La saga concernant les Productions J, propriété de Julie Snyder, et le gouvernement du Québec en ce qui a trait à la légitimité pour l’entreprise de Mme Snyder de bénéficier du crédit d’impôt remboursable pour la production cinématographique et télévisuelle a pris, aux dires de la productrice, des allures de vendetta.

Selon le gouvernement, l'entreprise de Mme Snyder ne serait pas « indépendante », parce que trop liée avec le réseau TVA. « Ce que fait le gouvernement, c’est d’insinuer que je ne suis que la conjointe de quelqu’un. Que si j’ai des contrats, c’est parce que je suis la compagne de quelqu’un d’autre. C’est super discriminatoire », réplique Julie Snyder.
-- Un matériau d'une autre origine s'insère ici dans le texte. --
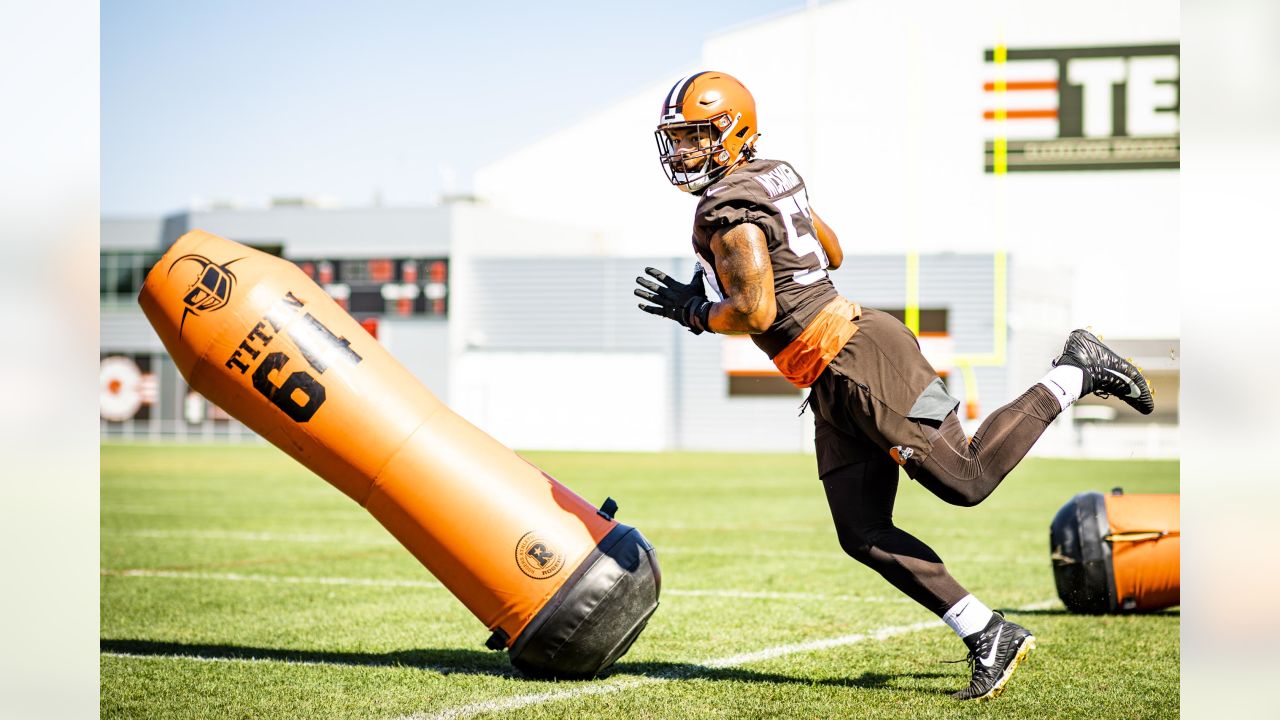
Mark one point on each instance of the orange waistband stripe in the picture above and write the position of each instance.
(809, 354)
Je formule l’hypothèse que Julie Snyder n’est pas la conjointe de Pierre Karl Péladeau. Dans ce cas, est-ce que le gouvernement Couillard aurait changé les règles malgré les intérêts de PKP dans Quebecor? Si la réponse est affirmative, le gouvernement devrait justifier le fait que les Productions J « sont trop liées » avec le réseau TVA. Par contre, dans l’hypothèse d’une réponse négative, il m’apparaîtrait clair que le conjoint de Mme Snyder devient la cause de la décision du gouvernement.
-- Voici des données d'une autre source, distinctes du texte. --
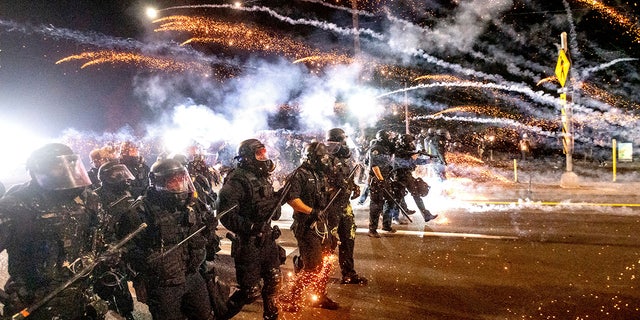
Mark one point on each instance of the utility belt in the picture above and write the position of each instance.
(268, 234)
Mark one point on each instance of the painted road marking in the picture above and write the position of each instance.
(552, 203)
(440, 234)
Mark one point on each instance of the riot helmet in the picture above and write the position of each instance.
(55, 167)
(382, 135)
(316, 154)
(115, 175)
(407, 142)
(171, 178)
(337, 143)
(181, 158)
(252, 155)
(129, 149)
(336, 135)
(386, 138)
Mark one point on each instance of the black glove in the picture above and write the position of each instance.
(315, 215)
(259, 229)
(355, 192)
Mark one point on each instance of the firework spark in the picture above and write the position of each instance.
(615, 17)
(307, 286)
(155, 63)
(244, 37)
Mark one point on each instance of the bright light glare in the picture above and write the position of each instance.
(365, 107)
(151, 13)
(12, 168)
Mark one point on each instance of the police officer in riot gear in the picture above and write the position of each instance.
(168, 276)
(249, 195)
(405, 162)
(341, 180)
(130, 157)
(308, 196)
(47, 227)
(111, 283)
(380, 165)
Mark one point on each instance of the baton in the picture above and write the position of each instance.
(29, 310)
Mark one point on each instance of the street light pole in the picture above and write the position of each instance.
(569, 179)
(356, 36)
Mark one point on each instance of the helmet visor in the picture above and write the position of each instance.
(118, 173)
(333, 147)
(176, 182)
(261, 154)
(62, 172)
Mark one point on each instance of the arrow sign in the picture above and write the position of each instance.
(562, 68)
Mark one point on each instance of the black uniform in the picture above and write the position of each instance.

En termes clairs, Julie Snyder est-elle la victime d’une décision politique aux allures de vendetta de la part du gouvernement Couillard? Ou le gouvernement désire-t-il montrer patte blanche dans cette saga en jouant la carte de la justice envers les autres entreprises? En ce qui me concerne, j’aurais plutôt tendance à jouer la carte de la discrimination envers la conjointe de l’autre.